There is no ambiguous language in the provision at hand. The statute clearly provides that a mediated settlement agreement will not be enforceable unless it contains a provision stating that it is binding. The handwritten document prepared by the parties did not contain such a provision. Given a strict, plain language reading, the statute precludes enforcement of the document.

*930 However, IRN contends that such a reading would accomplish an absurd result in this case. When the literal meaning of the words of a statute produces an absurd result, we have recognized our obligation to look beyond the statutory language to other indicia of legislative intent.[7] IRN argues that the legislature clearly intended to protect parties who are unrepresented at mediation and who might not be aware of the legal consequences of the proceedings. Thus, IRN argues that when parties are represented at mediation by attorneys, there is no need for the requirement that the mediation settlement contain a provision stating that it is binding. We disagree.
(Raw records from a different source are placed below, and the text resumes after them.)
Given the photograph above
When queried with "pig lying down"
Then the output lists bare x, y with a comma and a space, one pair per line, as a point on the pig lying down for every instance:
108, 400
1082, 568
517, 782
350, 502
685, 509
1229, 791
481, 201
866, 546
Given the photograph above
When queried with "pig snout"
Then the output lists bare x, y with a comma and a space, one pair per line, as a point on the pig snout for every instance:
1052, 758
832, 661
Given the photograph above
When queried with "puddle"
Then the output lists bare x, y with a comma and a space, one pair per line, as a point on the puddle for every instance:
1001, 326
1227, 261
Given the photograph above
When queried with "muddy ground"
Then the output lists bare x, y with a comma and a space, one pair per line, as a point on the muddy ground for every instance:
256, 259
Requiring that a settlement agreement contain a provision stating that it is binding, even when both parties are represented by attorneys, does not produce an absurd result. While IRN contends that the legislature intended this statute to protect only unrepresented parties, it is just as likely that the legislature intended that a settlement document state that it is binding in order to encourage parties to participate fully in a mediation session without the concern that anything written down could later be used against them. If the literal language of this statute yields an unintended result, it is up to the legislature to correct it. This court "will not supply that which the legislature purposefully omits or inadvertently overlooks."[8]

The plain language of the Minnesota Civil Mediation Act requires that a mediated settlement agreement prepared at the conclusion of a mediation session conducted under this Act contain a provision stating that the settlement agreement is binding. Because the handwritten document does not contain such a provision, it is, therefore, unenforceable.

Certified question answered in the affirmative.

GILBERT, J., took no part in the consideration or decision of this matter.

NOTES

[1] Minnesota Statutes section 480.061 (1996).

[2] Minnesota Statutes section 572.35, subd. 1 provides that:

A mediated settlement agreement is not binding unless it contains a provision stating that it is binding and a provision stating substantially that the parties were advised in writing that (a) the mediator has no duty to protect their interests or provide them with information about their legal rights; (b) signing a mediated settlement agreement may adversely affect their legal rights; and (c) they should consult an attorney before signing a mediated settlement agreement if they are uncertain of their rights.

[3] 53 F.3d 192, 194 (8th Cir.1995) (requiring that an evidentiary hearing be held when there is a substantial dispute concerning the existence or terms of a settlement agreement).

[4] In re Butler, 552 N.W.2d 226, 229 (Minn.1996).

[5] Minn.Stat. § 645.16 (1996).

[6] Olson v. Ford Motor Co., 558 N.W.2d 491, 494 (Minn.1997); State v. Gorman, 546 N.W.2d 5, 8 (Minn.1996); Olson v. Olson, 534 N.W.2d 547, 550 (Minn.1995); Waller v. Powers Dept. Store, 343 N.W.2d 655, 657 (Minn.1984); Feick v. State Farm Mut. Auto. Ins. Co., 307 N.W.2d 772, 775 (Minn.1981).

[7] See Wegener v. Comm'r of Revenue, 505 N.W.2d 612, 617 (Minn.1993).

[8] Green Giant Co. v. Comm'r of Revenue, 534 N.W.2d 710, 712 (Minn.1995).